For the most part, if your child needs to take medication during the day, the drugs will be kept in the nurse’s office or with the school official designated to dispense medicine. Keep meds in their original package and make sure they're clearly labeled with your child’s name. If he or she also uses the medication at home, work with your doctor so that you have one container at school and one at home.

Some schools allow students to carry certain medications with them in case of emergency, such as a rescue inhaler for asthma, an EpiPen for food allergies, or insulin for diabetes.
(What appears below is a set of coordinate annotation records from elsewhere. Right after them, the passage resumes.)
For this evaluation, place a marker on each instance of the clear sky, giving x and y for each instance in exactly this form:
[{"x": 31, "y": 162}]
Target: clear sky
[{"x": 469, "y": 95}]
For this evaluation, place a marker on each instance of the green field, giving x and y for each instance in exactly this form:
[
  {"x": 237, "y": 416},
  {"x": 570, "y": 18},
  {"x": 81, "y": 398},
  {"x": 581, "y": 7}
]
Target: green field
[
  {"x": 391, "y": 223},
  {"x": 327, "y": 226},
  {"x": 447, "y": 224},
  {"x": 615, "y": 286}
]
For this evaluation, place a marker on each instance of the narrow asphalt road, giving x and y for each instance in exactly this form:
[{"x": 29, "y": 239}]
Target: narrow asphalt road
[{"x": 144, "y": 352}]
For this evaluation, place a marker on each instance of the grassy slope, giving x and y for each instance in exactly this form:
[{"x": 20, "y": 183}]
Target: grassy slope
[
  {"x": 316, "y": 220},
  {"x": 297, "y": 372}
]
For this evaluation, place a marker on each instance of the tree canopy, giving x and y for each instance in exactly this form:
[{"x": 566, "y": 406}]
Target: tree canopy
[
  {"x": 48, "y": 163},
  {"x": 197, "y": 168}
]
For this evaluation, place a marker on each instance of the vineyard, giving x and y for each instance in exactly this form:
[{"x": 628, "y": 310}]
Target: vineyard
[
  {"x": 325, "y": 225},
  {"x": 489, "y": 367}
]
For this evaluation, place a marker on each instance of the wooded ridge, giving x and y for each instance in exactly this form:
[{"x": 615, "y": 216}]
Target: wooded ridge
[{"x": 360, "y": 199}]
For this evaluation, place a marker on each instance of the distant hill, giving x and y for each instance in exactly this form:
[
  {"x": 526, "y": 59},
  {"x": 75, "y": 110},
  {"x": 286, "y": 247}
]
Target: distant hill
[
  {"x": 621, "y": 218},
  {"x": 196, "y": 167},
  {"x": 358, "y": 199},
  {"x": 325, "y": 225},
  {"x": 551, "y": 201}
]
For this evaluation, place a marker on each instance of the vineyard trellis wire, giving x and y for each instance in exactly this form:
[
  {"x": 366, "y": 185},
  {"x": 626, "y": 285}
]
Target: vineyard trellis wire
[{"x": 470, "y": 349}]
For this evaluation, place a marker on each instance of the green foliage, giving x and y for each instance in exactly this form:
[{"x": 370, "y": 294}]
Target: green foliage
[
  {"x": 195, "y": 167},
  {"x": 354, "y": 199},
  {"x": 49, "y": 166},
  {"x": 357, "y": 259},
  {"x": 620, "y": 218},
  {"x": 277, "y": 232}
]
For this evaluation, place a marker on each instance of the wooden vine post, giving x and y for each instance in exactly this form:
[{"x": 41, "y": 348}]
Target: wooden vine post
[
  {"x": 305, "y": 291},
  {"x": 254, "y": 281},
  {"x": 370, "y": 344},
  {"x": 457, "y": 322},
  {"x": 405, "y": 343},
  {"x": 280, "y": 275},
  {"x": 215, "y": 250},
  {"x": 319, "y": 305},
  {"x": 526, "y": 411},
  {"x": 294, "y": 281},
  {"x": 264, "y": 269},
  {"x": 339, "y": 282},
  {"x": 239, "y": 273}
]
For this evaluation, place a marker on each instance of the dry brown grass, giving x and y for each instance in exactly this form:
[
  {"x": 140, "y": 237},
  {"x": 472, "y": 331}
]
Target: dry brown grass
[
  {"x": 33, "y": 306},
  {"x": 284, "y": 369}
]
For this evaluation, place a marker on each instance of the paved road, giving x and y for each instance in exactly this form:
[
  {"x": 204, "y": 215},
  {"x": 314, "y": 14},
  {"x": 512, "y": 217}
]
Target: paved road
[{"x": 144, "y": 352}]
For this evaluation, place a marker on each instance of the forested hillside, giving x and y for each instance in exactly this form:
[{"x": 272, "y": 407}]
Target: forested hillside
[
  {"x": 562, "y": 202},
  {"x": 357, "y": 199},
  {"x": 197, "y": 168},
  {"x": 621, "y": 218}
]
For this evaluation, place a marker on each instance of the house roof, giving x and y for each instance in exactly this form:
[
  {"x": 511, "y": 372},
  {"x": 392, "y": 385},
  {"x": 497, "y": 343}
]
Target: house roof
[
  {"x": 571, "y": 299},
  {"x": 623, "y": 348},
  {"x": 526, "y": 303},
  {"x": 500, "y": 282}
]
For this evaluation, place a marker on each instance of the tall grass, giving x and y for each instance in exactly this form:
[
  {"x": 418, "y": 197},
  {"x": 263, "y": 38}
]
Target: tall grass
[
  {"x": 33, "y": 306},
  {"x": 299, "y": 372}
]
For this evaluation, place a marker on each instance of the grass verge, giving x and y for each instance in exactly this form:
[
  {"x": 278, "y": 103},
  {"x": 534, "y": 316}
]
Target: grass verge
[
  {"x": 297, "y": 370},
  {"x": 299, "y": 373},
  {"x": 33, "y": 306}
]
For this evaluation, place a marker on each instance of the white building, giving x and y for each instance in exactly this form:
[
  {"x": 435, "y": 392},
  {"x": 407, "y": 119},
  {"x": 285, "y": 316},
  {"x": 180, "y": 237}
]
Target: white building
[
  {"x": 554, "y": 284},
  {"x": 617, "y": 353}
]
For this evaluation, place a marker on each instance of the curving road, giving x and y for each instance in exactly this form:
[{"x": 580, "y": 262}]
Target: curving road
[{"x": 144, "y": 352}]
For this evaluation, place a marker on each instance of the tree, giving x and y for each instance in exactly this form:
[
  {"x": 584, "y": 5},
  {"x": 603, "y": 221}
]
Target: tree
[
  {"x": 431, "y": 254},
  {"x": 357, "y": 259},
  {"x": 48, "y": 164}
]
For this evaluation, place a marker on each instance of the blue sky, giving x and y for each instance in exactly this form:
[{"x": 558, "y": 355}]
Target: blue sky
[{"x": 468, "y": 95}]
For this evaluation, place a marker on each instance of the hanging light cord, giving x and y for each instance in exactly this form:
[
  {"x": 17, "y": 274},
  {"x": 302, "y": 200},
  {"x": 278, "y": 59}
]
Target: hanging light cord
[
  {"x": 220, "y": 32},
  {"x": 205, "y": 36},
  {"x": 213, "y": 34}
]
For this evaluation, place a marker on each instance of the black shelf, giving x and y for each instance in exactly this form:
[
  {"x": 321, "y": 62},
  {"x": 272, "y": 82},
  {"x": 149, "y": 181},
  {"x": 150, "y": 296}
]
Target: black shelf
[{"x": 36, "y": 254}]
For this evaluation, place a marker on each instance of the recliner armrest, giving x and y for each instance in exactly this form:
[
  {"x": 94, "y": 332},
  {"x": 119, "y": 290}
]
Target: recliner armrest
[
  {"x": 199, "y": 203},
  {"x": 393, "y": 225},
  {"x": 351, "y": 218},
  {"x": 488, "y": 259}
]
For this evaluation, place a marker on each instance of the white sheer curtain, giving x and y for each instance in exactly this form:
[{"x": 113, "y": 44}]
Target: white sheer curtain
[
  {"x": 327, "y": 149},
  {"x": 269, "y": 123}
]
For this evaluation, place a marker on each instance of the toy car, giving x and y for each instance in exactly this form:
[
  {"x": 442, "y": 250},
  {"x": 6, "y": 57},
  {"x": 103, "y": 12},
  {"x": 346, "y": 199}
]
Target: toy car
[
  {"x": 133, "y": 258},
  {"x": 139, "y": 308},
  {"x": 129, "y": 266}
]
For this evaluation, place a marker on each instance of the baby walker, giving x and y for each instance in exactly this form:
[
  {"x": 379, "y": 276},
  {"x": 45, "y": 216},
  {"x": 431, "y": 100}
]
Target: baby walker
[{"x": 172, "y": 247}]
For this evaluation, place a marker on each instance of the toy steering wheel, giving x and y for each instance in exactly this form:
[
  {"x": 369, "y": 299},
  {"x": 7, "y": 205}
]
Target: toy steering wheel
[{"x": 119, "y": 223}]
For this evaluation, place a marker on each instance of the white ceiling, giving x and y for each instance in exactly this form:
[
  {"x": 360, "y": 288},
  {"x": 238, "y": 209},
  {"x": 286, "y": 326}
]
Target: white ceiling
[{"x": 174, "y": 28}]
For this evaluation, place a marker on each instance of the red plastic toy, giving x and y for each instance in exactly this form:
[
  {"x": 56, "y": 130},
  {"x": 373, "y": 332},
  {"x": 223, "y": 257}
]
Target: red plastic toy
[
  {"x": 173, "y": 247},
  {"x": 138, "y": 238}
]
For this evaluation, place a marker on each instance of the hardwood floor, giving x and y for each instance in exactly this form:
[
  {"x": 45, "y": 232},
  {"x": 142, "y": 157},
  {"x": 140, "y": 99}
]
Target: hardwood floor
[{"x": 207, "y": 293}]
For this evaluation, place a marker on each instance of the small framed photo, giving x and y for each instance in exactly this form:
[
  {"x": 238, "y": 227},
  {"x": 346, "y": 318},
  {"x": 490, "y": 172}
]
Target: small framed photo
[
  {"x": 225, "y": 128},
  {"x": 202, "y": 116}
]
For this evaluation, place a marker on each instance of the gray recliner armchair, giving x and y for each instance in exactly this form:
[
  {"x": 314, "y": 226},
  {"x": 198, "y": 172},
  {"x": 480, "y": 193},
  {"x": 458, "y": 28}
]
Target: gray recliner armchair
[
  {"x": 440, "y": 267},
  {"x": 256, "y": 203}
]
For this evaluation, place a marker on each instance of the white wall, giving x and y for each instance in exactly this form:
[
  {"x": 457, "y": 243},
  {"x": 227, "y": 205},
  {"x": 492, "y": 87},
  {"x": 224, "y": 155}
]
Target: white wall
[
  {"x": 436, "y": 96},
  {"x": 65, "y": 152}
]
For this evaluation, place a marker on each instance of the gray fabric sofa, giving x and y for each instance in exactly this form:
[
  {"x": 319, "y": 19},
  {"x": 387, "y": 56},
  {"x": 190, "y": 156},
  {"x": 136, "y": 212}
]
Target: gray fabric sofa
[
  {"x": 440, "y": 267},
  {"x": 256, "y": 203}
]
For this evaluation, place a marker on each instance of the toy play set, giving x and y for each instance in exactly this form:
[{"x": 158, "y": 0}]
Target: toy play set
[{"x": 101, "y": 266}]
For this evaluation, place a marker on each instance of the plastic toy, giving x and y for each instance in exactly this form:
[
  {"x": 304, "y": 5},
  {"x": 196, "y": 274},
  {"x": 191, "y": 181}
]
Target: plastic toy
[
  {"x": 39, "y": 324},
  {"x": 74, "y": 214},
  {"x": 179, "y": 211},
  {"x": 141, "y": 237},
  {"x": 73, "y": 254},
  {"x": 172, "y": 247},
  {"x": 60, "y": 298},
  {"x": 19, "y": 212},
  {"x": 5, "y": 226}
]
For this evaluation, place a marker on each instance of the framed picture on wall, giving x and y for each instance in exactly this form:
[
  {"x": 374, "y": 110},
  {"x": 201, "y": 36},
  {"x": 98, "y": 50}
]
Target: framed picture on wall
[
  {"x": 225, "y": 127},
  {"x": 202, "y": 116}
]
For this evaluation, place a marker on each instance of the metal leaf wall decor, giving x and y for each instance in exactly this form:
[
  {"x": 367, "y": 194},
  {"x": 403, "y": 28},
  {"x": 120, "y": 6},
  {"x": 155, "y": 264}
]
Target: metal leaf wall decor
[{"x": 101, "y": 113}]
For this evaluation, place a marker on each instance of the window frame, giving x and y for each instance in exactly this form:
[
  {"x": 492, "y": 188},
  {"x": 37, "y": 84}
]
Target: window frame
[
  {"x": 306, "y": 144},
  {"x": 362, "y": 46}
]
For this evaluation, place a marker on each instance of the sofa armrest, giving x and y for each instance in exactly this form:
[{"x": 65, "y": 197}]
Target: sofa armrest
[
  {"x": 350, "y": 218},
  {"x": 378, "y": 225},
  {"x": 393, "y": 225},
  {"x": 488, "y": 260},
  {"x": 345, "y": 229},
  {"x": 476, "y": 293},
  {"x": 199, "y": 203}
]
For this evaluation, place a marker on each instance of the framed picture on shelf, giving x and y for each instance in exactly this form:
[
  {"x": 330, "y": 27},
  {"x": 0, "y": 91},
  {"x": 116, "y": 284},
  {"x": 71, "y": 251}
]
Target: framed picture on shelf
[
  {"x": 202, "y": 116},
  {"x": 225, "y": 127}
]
Check with your school for its policy, and if your child carries medication during the day, make sure that the nurse has a backup in case it's left at home or lost.

Is There a Doctor in the House?

There’s a bright spot in all of this: The CDC reports that almost 10 percent of schools have a full-time or part-time staff physician available to students. In addition, there are more than 2,300 school-based health centers nationwide. They provide primary care and often dental services, mental-health treatment, substance abuse counseling, and reproductive services for varying fees.

And some people are working to increase healthcare services in schools. Last February, Sen. Jon Tester (D-Mont.) introduced a bill in Congress that would provide more funding for school nurses in low-income schools. Last year, Oregon created a task force to come up with new ways to pay for school nurses. And Philadelphia, which laid off many of its school nurses several years ago, has now placed a nurse in every school district building, according to a spokesperson.